Amerikalılar ve batılı
diğer emperyalist güçler eğitim ve sağlık yatırımlarıyla misyonerlik
etkinliklerini yaygınlaştırırken Osmanlı yöneticilerinin dünya gerçeklerinden
uzak bir durumda kalmaları anlaşılamamakta.
“İstanbul’da bulunan
Robert Koleji’nin Müslümanlar arasındaki etkisi 1920’lere kadar çok azdı. Fakat
okul, Balkanlar’dan gelen birçok Hıristiyan da dâhil olmak üzere Hıristiyanlar
arasında, bazıları kendi milliyetçi hareketlerinin önderleri haline gelecek
olan eğitimli seçkinlerin yaratılmasında çok önemli bir rol oynadı.”[5] Robert Kolej başta olmak üzere birçok
Amerikan okulunun Osmanlı topraklarındaki çalışmaları önemli. Taşnak ve Hınçak
partilerinin önderlerinin Robert Koleji mezunu olmaları da dikkat çekici.
“Osmanlı Devleti’ndeki
Amerikan okullarında eğitim görmüş bulunan çok sayıda kişinin 1920’lerden sonra
Amerika’ya doktor, mühendis gibi meslek sahipleri olarak yerleştiklerinin ve
göçmenlerin bir kısmının kendi toprakları ve yöneticilerine duydukları dostça
duyguları korumakla birlikte, bu meslek sahiplerinin çoğunlukla Osmanlı
hükümetini eleştiren birçok gazete yayımladıklarının da belirtilmesi
gerekmektedir.”[6] Burada anlatılanlar,
günümüzde çok sorulan bir sorunun da yanıtı olmakta.
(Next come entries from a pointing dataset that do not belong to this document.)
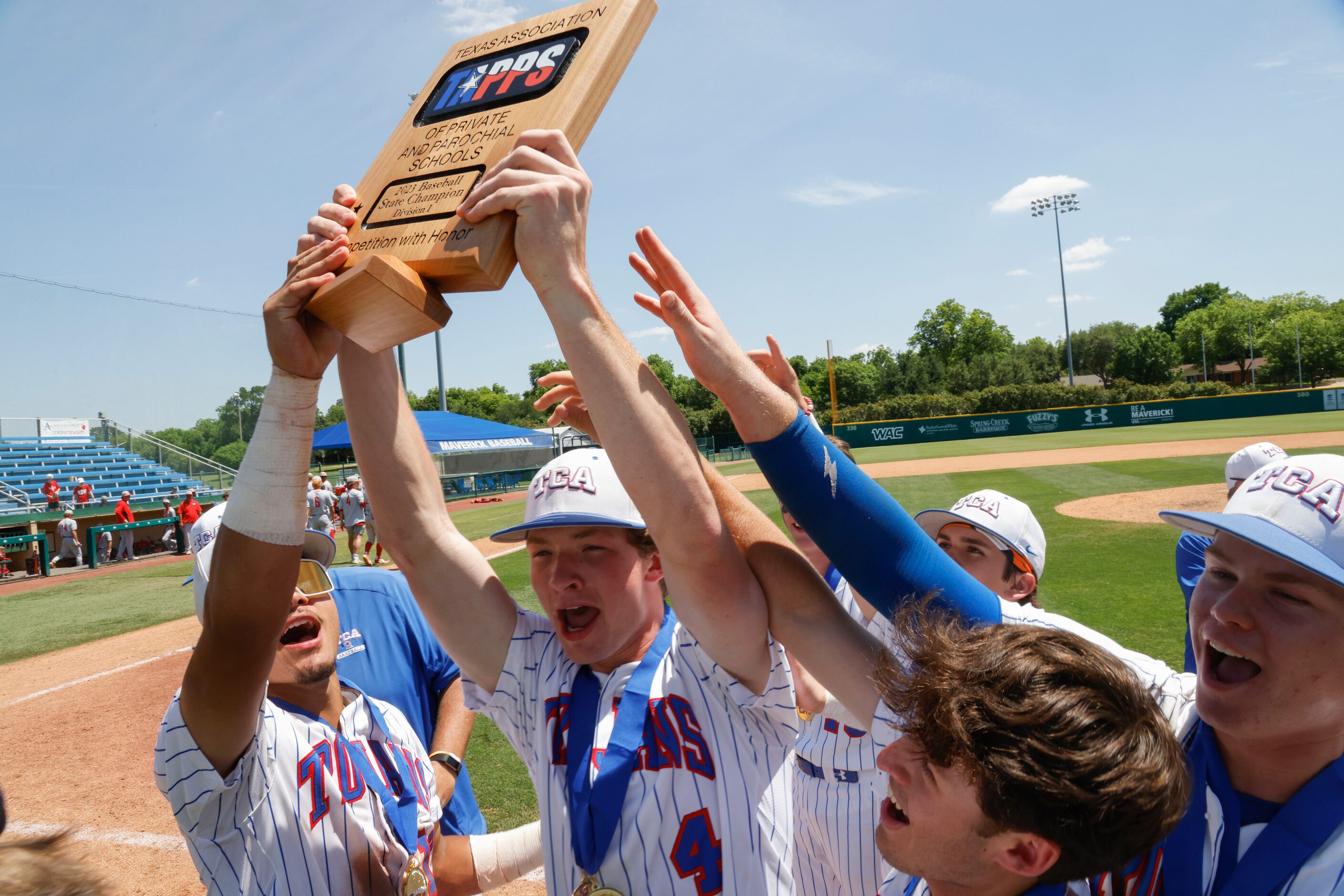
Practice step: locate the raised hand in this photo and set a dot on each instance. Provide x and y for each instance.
(542, 182)
(777, 367)
(332, 219)
(714, 358)
(299, 343)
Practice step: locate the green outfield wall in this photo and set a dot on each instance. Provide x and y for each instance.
(1097, 417)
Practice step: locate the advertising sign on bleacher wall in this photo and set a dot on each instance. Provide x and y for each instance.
(1063, 419)
(63, 429)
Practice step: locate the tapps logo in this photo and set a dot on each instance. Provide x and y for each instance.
(500, 78)
(1042, 422)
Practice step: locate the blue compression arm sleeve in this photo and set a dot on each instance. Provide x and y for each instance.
(1190, 566)
(862, 530)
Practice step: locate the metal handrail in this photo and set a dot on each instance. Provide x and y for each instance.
(159, 442)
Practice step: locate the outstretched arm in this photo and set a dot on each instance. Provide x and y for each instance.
(865, 532)
(252, 589)
(464, 602)
(804, 615)
(643, 430)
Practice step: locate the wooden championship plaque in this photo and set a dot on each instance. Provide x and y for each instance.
(408, 245)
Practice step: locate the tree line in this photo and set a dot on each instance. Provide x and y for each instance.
(955, 359)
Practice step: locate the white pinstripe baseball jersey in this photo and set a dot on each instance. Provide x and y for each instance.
(706, 811)
(836, 813)
(826, 742)
(295, 816)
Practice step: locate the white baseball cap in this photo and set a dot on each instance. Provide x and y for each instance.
(1004, 519)
(1250, 458)
(1292, 508)
(317, 546)
(577, 488)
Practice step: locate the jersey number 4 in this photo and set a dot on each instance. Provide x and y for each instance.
(698, 854)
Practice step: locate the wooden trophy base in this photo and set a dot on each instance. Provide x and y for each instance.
(381, 302)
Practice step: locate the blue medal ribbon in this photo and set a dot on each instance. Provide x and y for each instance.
(832, 577)
(1300, 828)
(596, 801)
(402, 811)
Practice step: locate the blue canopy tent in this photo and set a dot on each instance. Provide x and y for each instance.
(472, 455)
(448, 433)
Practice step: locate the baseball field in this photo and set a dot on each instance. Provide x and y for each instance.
(88, 667)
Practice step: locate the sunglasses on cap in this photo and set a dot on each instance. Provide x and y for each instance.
(314, 579)
(1018, 561)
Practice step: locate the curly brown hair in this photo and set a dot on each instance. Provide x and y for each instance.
(1057, 734)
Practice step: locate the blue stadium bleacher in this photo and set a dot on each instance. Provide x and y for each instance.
(111, 470)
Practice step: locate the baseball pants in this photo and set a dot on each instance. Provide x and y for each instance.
(834, 825)
(70, 549)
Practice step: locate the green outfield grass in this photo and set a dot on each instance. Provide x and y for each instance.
(1253, 429)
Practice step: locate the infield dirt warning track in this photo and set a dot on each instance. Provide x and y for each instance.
(80, 725)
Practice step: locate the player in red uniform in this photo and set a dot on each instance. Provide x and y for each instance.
(128, 541)
(53, 491)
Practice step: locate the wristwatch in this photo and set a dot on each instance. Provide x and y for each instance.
(449, 761)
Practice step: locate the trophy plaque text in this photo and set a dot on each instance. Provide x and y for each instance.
(408, 245)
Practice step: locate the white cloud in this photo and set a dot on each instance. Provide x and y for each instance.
(1274, 62)
(1020, 197)
(1088, 256)
(468, 18)
(836, 191)
(652, 331)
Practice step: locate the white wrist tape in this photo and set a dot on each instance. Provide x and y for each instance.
(507, 855)
(269, 496)
(835, 710)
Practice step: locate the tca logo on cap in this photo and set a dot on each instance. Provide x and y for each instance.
(1324, 498)
(500, 78)
(559, 479)
(979, 503)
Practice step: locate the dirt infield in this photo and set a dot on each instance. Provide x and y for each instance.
(1060, 457)
(1143, 507)
(94, 710)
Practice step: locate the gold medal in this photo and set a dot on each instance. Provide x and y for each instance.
(414, 883)
(589, 887)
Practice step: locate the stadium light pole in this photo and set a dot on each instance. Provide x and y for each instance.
(1060, 203)
(439, 354)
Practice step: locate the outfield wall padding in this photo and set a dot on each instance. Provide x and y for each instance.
(1096, 417)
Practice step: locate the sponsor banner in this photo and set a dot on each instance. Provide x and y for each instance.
(62, 429)
(1042, 421)
(1065, 419)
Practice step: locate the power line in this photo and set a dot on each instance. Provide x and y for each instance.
(139, 299)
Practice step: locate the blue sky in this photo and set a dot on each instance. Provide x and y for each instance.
(827, 171)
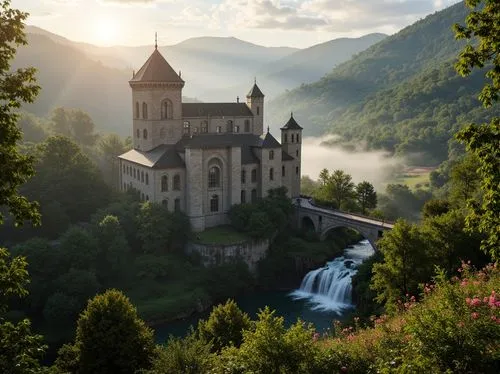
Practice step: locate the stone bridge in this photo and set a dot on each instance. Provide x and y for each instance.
(322, 220)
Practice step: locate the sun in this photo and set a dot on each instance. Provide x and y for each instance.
(106, 31)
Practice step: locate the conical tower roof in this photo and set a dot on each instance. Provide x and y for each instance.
(291, 124)
(156, 69)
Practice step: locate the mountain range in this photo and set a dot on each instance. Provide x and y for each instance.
(401, 94)
(95, 79)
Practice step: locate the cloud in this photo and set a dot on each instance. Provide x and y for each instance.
(322, 15)
(375, 167)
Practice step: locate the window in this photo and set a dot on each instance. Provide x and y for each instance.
(164, 183)
(177, 183)
(166, 110)
(214, 177)
(214, 203)
(254, 175)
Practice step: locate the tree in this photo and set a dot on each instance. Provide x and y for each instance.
(483, 23)
(224, 327)
(110, 337)
(15, 88)
(406, 264)
(366, 196)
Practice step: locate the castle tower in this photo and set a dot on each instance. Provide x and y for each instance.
(157, 104)
(291, 142)
(255, 101)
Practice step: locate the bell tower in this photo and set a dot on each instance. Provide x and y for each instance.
(255, 101)
(291, 142)
(157, 103)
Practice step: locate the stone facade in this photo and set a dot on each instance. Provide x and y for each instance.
(202, 158)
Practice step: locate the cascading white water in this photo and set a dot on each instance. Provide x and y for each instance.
(329, 288)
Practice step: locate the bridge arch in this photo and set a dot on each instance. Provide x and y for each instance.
(366, 235)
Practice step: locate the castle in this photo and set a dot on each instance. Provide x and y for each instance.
(201, 158)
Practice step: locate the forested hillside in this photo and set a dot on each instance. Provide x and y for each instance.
(401, 94)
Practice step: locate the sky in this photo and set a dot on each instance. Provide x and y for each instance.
(292, 23)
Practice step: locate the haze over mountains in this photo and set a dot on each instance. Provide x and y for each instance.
(95, 79)
(401, 94)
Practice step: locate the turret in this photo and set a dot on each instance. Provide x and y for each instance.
(291, 142)
(255, 101)
(157, 103)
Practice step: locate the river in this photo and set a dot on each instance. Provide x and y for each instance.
(323, 296)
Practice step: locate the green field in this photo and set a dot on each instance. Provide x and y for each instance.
(220, 235)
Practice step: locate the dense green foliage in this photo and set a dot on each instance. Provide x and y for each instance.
(15, 88)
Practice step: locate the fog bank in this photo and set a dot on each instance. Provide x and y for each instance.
(375, 167)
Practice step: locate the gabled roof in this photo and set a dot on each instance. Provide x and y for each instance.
(156, 69)
(190, 110)
(291, 124)
(269, 141)
(255, 91)
(161, 157)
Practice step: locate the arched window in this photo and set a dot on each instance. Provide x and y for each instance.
(177, 183)
(166, 109)
(164, 183)
(214, 203)
(254, 195)
(214, 177)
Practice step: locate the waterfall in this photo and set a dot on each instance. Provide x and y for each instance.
(329, 288)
Başta ABD olmak üzere
yurtdışındaki yurttaşlarımızın lobicilik faaliyetinde neden ülkemiz
azınlıklarından geri olduğunun karşılığı yazarın bu değerlendirmesinde
belirtilmektedir aslında. Ortadoğu’dan gelişmiş ülkelere giden gayrimüslimler
genellikle iyi eğitimli kişiler olduklarından iyi işlerde çalışma olanaklarına kavuşmaktalar.
Böylece ekonomik durumları iyi olan bu kişiler, eğitimli olmanın avantajıyla
bir araya gelerek örgütlenme bilincine de sahiptirler. Yurtdışına gidip
yerleşen soydaşlarımız ise genellikle eğitimsiz oldukları için gayrimüslimlerin
bu avantajlarından yoksundurlar. Ekonomik yetersizlikler ve eğitimsizlik
örgütlenme zafiyeti yaratmakta.
3 Mart 1924
tarihli Tevhid-i Tedrisat Kanunu, öğretim ve eğitimin birliğini sağlamakla
birlikte Türkiye sınırları içinde faaliyet gösteren iki yüz otuzu aşkın
Amerikan Koleji’ni (üçü hariç) kapattı. Böylece yurdumuz topraklarında sürmekte
olan misyoner çalışmalarını da sona erdirmiştir. Yani savaşın yıktığı, yoksul bıraktığı, aileleri dağıttığı topraklarda Hıristiyanlaştırma etkinliği yok edildi.
CEMAAT VE İNANÇ:
Toplumlar dinlerini değiştiriyorlar, ancak eski din ve
geleneklerinden gelen birtakım alışkanlıklarını toptan bırakmıyorlar. Eski
alışkanlıklar, sosyal kurallar değişik biçimlerde de olsa yeni düzende yer
buluyor ve toplum yaşamını yönlendiriyor.
“Sekizinci ve
onuncu yüzyıllar arasında Türk aşiretlerinin ve kabile devletlerinin İslam’ı
kabul etmeleriyle, İslam’dan kaynaklanan bir kimlik ve bağlılık (sadakat)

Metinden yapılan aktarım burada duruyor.